This Is What The Internet Looks Like After Net Neutrality
Net neutrality as you know it is over. On Monday, the Restoring Internet Freedom Order went into effect under Federal Communications Commission Chairman Ajit Pai, who was appointed by President Trump. The net neutrality regulations were put in place in the Obama era, and they ensured both that companies couldn't pay off an internet service provider (ISP) to load their site faster and that ISPs couldn't "throttle" legal data and content, according to NPR.
The Restoring Internet Freedom order changes this. ISPs are allowed to throttle or block content under the new rules, according to NPR. And companies now may pay providers to prioritize their sites or content — as long as that payment is disclosed to consumers. The specifics of how these policies affect individual consumers depends on each consumer's ISP and where they live.
Net neutrality rules were approved by a 3-2 vote in 2015, then repealed in December, when the FCC voted along party lines to roll them back. Pai branded the net neutrality rules as too restrictive.
While activists and lawmakers have repeatedly brought up the slowing down of the internet in their work to stop the repeal of net neutrality, an analysis by The Washington Post says the changes are likely to be much more "subtle." The changes mean that ISPs will be able to "experiment with business models we haven't seen before," the newspaper continues.
In a YouTube video announcing the new order, Pai quickly details why and how he thinks the order will fit into the history of the internet. Pai even used the favorite phrase of conservative lawmakers and bureaucrats: free market. "All of us believe in a free and open internet. The internet is the greatest free market invention in history," Pai noted.
But Pai notes that the Clinton administration chose not to regulate the internet at its inception, and that this was the right move. The FCC under his chairmanship is going back to that era, he continued.
The first step toward the era of deregulation is repealing the Obama-era rules. "The 2015 decision to impose these heavy-handed, utility-style regulations on the internet was a mistake. For one thing, the internet wasn't broken in 2015," Pai said in the video, without any apparent hint of irony. "These rules were a solution in search of a problem."
Pai also attempted to cut off his detractors. "Under this rule, every internet service provider must clearly disclose its network practices up front to consumers," Pai said.

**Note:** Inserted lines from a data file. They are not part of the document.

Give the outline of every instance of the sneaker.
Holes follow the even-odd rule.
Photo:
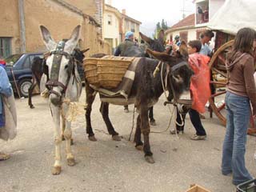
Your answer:
[[[199,114],[199,117],[201,119],[206,119],[206,116],[204,116],[203,114]]]
[[[0,152],[0,161],[5,161],[10,158],[10,154]]]
[[[157,125],[157,123],[155,122],[155,120],[154,120],[154,119],[150,120],[150,124],[151,126],[156,126],[156,125]]]
[[[197,135],[197,134],[194,134],[190,139],[192,140],[206,140],[206,135]]]

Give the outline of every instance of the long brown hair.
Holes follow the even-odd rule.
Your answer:
[[[229,60],[234,60],[234,56],[238,51],[252,54],[254,39],[256,39],[256,31],[248,27],[240,29],[234,38]]]

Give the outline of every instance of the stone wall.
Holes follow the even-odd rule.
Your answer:
[[[100,27],[96,26],[88,17],[84,16],[83,11],[96,13],[94,0],[71,1],[73,3],[67,7],[61,0],[26,0],[24,1],[24,14],[26,26],[26,52],[46,51],[45,45],[42,40],[39,26],[45,26],[50,32],[55,41],[69,38],[72,30],[78,25],[82,25],[79,40],[81,49],[90,48],[87,56],[95,53],[110,53],[109,45],[102,41]],[[86,2],[82,11],[76,8],[79,3]],[[12,6],[10,6],[10,5]],[[65,3],[64,3],[65,4]],[[0,14],[0,37],[12,38],[12,53],[19,52],[20,27],[18,14],[18,0],[1,0],[0,6],[5,7]],[[74,9],[72,10],[72,6]],[[88,11],[86,10],[88,10]],[[90,11],[89,11],[90,10]]]

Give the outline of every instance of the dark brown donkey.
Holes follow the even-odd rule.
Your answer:
[[[149,107],[158,102],[159,97],[164,91],[162,86],[161,77],[162,77],[163,79],[166,79],[166,82],[167,83],[166,89],[167,89],[170,93],[172,93],[172,95],[174,95],[176,98],[179,98],[184,92],[189,92],[190,77],[193,72],[187,63],[188,54],[186,46],[184,44],[180,46],[180,50],[179,51],[177,51],[175,56],[170,56],[166,53],[155,52],[150,50],[147,50],[147,53],[163,62],[162,64],[163,66],[161,67],[162,70],[157,74],[156,77],[154,78],[153,73],[159,61],[148,58],[142,58],[136,68],[135,78],[131,93],[129,95],[128,102],[134,103],[139,110],[134,136],[136,147],[142,148],[143,146],[146,162],[154,163],[153,153],[150,150],[150,145],[149,136],[150,130],[148,110]],[[172,70],[172,67],[174,67],[174,70]],[[168,70],[168,69],[170,70]],[[167,73],[167,71],[170,72]],[[90,86],[86,78],[86,92],[87,103],[86,112],[86,132],[89,134],[89,138],[90,140],[96,140],[90,122],[90,114],[92,104],[95,98],[95,91]],[[110,98],[108,102],[102,102],[100,111],[106,125],[108,132],[114,138],[115,137],[118,137],[118,134],[114,130],[109,118],[109,103],[115,104],[114,102],[115,102],[115,101],[113,98]],[[121,103],[120,105],[124,104],[125,103]],[[141,133],[142,133],[144,137],[144,145],[141,139]]]

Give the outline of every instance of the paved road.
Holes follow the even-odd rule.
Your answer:
[[[84,93],[81,100],[85,101]],[[164,130],[167,126],[170,112],[163,106],[163,101],[161,98],[154,107],[158,126],[153,130]],[[125,114],[122,106],[110,106],[110,118],[123,136],[122,142],[114,142],[105,134],[97,98],[92,125],[98,142],[90,142],[85,136],[85,118],[79,116],[73,125],[73,151],[77,164],[67,166],[63,143],[62,172],[53,176],[54,129],[48,105],[38,95],[33,98],[34,110],[29,109],[26,99],[16,102],[18,136],[9,142],[0,141],[0,151],[11,154],[8,161],[0,162],[0,191],[184,192],[192,183],[214,192],[234,191],[231,178],[220,174],[225,128],[216,118],[203,120],[208,134],[206,141],[190,140],[194,130],[189,119],[186,132],[179,138],[169,132],[151,134],[156,163],[150,165],[144,161],[143,154],[134,149],[134,143],[127,141],[133,113]],[[254,177],[255,144],[255,138],[249,137],[246,165]]]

It remains to be seen if critics of net neutrality repeal will be swayed by the implementation of this new order. In fact, 21 states, Washington, D.C., and several other organizations have sued the FCC over the deregulation of net neutrality, according to The Washington Post. Furthermore, six governors have signed executive orders making it illegal for ISPs operating in their states to not follow the 2015 regulations, according to The Verge.
One of the most vocal and active critics of the repeal is Democratic Massachusetts Sen. Ed Markey. In February, Markey introduced legislation to reestablish the net neutrality rules.
According to The Verge, Markey then submitted a discharge petition under the Congressional Review Act alongside 32 other Democrats in early May to force a vote. That vote was successful on May 16 with 52 votes in favor of repeal, according to CNN.
The bill is now languishing in the House of Representatives under Republican Speaker of the House Paul Ryan. All 49 Senate Democrats signed a letter sent to Ryan on Thursday, urging him to hold a vote on the bill, according to The Hill.